Welcoming the Chancellor’s Pre-Budget Report, Education and Skills Secretary Alan Johnson said:
“Education has always been top of the Government’s agenda. Today’s announcements in the Chancellor’s Pre-Budget Report reinforce the importance of our reforms and the determination to continue improving the educational and training opportunities of children, young people and adults up and down the country.
“I am today announcing that the Every Child A Reader programme will be rolled out nationally building on the excellent results we already have seen in our pilot which is currently helping 5,000 children. The extension will mean that 30,000 boys and girls will benefit from the programme by 2010, with special catch up tuition to improve their reading skills. Funding for the Bookstart scheme will mean that all children starting primary school at age five and moving to secondary school at age 11 will get free books.
“This will build on our success in helping more primary school pupils than ever before master the basics, with 95,000 more 11 year olds making the grade in English than in 1997.
“We can announce extra funds for secondary schools where the learning gap between boys and girls is greatest. This will enable schools to implement more mentoring, personalised learning and small group tutoring helping to ensure that all children reach their full potential and improve their life chances.
“We continue to invest in the infrastructure of our schools and colleges. The record capital investment announced today will rebuild and refurbish all secondary schools in the country and includes £600 million for capital investment in Further Education underpinning our commitment to vocational training and skills development.
“This is crucial to enable us to take forward our specialised diplomas for 14 to 19 year olds. This investment also plays a key part as we work with employers and individuals to drive up skills so that we have the world class skills base in this country in line with the vision set out by Lord Leitch in his review.”
[This press notice relates to 'England']
1. The key headlines from the PBR for the Department for Education and Skills are:
Catch-Up Tuition for Reading and Writing: £10 Million in 2007-08; £6 million pa thereafter:
This proposal will help secondary age pupils who are struggling with reading and writing, with a particular focus on boys. It will fund strategies to help all schools boost literacy skills, and 400 targeted secondary schools in selected local authorities to provide after school, small group support for reading and writing.
Booktrust: £4m in 2007-08:
Booktrust aims to help children develop a love for reading. It is supported by more than 25 children’s publishers. Children who are entering secondary school will be able to choose a book from a range of titles that will be offered to them in a catalogue of books that are delivered to their school. Children entering primary school will receive a gift pack including an illustrated children’s book, selected by an independent advisory panel.
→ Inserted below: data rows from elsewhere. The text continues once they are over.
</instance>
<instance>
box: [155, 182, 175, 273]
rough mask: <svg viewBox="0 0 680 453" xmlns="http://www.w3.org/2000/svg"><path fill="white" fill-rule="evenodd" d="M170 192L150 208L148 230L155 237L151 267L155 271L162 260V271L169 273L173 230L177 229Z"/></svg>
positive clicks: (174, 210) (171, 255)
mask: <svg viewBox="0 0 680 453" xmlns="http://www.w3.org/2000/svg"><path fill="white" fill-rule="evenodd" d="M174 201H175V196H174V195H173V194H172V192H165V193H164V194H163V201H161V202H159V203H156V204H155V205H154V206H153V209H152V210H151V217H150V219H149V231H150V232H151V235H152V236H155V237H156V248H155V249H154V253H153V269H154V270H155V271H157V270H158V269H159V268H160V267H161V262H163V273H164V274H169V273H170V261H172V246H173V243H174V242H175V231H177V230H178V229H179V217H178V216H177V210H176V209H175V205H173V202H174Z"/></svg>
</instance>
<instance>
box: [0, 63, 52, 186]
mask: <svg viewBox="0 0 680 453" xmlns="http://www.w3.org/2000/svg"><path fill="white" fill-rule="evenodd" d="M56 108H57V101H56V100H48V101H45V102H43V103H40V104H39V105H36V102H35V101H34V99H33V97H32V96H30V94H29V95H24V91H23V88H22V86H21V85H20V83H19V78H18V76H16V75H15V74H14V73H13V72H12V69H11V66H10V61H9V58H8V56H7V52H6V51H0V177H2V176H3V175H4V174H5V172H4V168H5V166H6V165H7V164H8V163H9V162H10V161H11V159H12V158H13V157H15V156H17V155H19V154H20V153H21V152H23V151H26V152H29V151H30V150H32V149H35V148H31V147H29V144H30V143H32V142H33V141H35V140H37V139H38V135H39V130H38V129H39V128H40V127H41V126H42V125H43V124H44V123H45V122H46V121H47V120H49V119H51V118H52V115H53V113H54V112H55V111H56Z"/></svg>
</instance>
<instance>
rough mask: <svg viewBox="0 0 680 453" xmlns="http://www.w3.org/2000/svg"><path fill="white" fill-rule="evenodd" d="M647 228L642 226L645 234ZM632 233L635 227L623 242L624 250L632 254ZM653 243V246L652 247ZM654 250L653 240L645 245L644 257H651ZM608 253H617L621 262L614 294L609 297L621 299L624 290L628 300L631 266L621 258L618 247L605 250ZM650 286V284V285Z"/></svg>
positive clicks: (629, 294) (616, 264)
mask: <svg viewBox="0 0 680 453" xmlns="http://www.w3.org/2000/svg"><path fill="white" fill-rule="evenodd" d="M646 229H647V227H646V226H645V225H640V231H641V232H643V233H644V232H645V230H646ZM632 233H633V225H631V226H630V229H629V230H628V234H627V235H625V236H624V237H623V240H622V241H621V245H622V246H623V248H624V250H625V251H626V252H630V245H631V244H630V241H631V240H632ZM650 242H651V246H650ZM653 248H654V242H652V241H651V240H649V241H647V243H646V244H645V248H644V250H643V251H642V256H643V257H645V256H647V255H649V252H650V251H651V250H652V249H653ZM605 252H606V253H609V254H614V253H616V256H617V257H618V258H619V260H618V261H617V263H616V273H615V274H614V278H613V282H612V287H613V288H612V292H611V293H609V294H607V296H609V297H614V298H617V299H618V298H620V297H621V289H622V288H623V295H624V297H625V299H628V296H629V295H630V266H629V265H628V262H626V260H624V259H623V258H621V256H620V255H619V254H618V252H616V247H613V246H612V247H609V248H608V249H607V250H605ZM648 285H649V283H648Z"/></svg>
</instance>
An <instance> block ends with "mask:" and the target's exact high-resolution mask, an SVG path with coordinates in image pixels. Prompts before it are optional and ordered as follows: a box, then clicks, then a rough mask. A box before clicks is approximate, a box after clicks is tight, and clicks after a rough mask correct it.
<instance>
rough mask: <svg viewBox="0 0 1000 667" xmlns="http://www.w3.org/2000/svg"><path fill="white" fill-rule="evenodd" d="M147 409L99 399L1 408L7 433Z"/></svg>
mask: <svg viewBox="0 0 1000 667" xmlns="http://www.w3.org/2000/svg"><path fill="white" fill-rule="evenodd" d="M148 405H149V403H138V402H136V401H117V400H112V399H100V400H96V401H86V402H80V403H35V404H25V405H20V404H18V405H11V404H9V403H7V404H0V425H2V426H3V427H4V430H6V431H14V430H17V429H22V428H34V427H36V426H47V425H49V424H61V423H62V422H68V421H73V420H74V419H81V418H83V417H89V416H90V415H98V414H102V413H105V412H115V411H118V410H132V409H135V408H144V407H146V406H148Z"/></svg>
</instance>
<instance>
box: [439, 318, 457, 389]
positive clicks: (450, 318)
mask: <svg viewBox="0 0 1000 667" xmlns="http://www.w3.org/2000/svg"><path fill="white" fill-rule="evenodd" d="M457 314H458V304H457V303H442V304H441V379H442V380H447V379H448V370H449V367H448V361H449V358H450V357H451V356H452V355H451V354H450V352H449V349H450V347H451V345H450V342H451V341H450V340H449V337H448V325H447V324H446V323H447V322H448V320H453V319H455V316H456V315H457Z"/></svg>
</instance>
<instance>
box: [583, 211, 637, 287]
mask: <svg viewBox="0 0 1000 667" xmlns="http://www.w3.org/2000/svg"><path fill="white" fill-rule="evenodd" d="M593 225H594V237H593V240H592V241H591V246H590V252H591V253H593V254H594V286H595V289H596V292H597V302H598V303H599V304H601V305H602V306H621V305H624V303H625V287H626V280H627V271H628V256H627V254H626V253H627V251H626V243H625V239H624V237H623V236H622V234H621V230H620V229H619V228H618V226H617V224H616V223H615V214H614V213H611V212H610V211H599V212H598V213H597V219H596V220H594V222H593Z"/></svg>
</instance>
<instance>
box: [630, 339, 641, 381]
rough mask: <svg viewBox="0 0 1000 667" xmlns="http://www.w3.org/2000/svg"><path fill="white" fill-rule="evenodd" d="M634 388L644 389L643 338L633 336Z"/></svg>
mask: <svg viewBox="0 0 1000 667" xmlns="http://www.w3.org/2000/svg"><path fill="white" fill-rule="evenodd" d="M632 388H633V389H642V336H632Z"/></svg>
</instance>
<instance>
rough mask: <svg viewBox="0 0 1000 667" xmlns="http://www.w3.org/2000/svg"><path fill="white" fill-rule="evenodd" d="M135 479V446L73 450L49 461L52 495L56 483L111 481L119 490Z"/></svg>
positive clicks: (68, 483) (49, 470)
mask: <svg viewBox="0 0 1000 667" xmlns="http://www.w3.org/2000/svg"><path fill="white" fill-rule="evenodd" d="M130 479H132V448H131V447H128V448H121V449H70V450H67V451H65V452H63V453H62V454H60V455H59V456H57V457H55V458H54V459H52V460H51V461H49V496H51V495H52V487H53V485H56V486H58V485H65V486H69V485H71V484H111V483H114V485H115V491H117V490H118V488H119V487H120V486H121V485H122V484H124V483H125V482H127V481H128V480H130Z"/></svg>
Every Child A Reader (ECAR):
ECAR uses a mix of intensive one-to-one support on the reading recovery model, and a range of other small group interventions to help children with significant literacy difficulties to learn to read. Currently running as a three year pilot, jointly funded by the private sector, ECAR is helping 5,000 5 and 6 year-olds with significant literacy difficulties to learn to read. The scheme will be rolled out nationally over the CSR period, to benefit over 30,000 children a year by 2010-11.
In rolling out Every Child A Reader, we will improve the scheme still further by ensuring that it takes full account of the recommendations of Jim Rose’s review on the teaching of early reading, and the systematic use of phonics as the prime strategy for the teaching of reading.
Schools Standards Grant increase: £130m in 2007-2008:
SSG and SSG (Personalisation) combined are worth £1,232m in 2006-2007. This will rise to £1,557m 2007-2008 as a result of the PBR. Schools can spend SSG and SSG (Personalisation) for any purpose of the school, and on community facilities in support of extended services beyond those that are eligible to be supported through their main delegated budget
Capital: £8.3 billion in 2006-07; £8.6 billion in 2008-09; £9.1 billion in 2009-10; rising to £10.2 billion:
This settlement represents generous extra investment for education, especially schools, and enables the Government to press ahead with ambitious long-term programmes to improve at least half of all primary schools; rebuild or refurbish all secondary schools; meet its commitments on Academies; improve kitchens to cook healthy meals; and invest in technology.
Public Enquiries 0870 000 2288, firstname.lastname@example.org
Press Notice 2006/0185
Debbie Hepplewhite’s comment re Every Child A Reader:
Alan Johnson states: “In rolling out Every Child A Reader, we will improve the scheme still further by ensuring that it takes full account of the recommendations of Jim Rose’s review on the teaching of early reading, and the systematic use of phonics as the prime strategy for the teaching of reading.”
We must hold the government to account as to why it is promoting and financing intervention programmes which need to be improved (which, in effect, means ‘changed’) when there are groups who have already developed and trialled successful systematic phonics intervention programmes with no official financial support or promotion. Has the government made wise decisions regarding its selective promotion of a hitherto flawed intervention programme with its expensive and lengthy training schedule - and which needs significant changing since the Rose recommendations have been accepted?
Is this really a case of ‘who you know’ rather than ‘what you know’?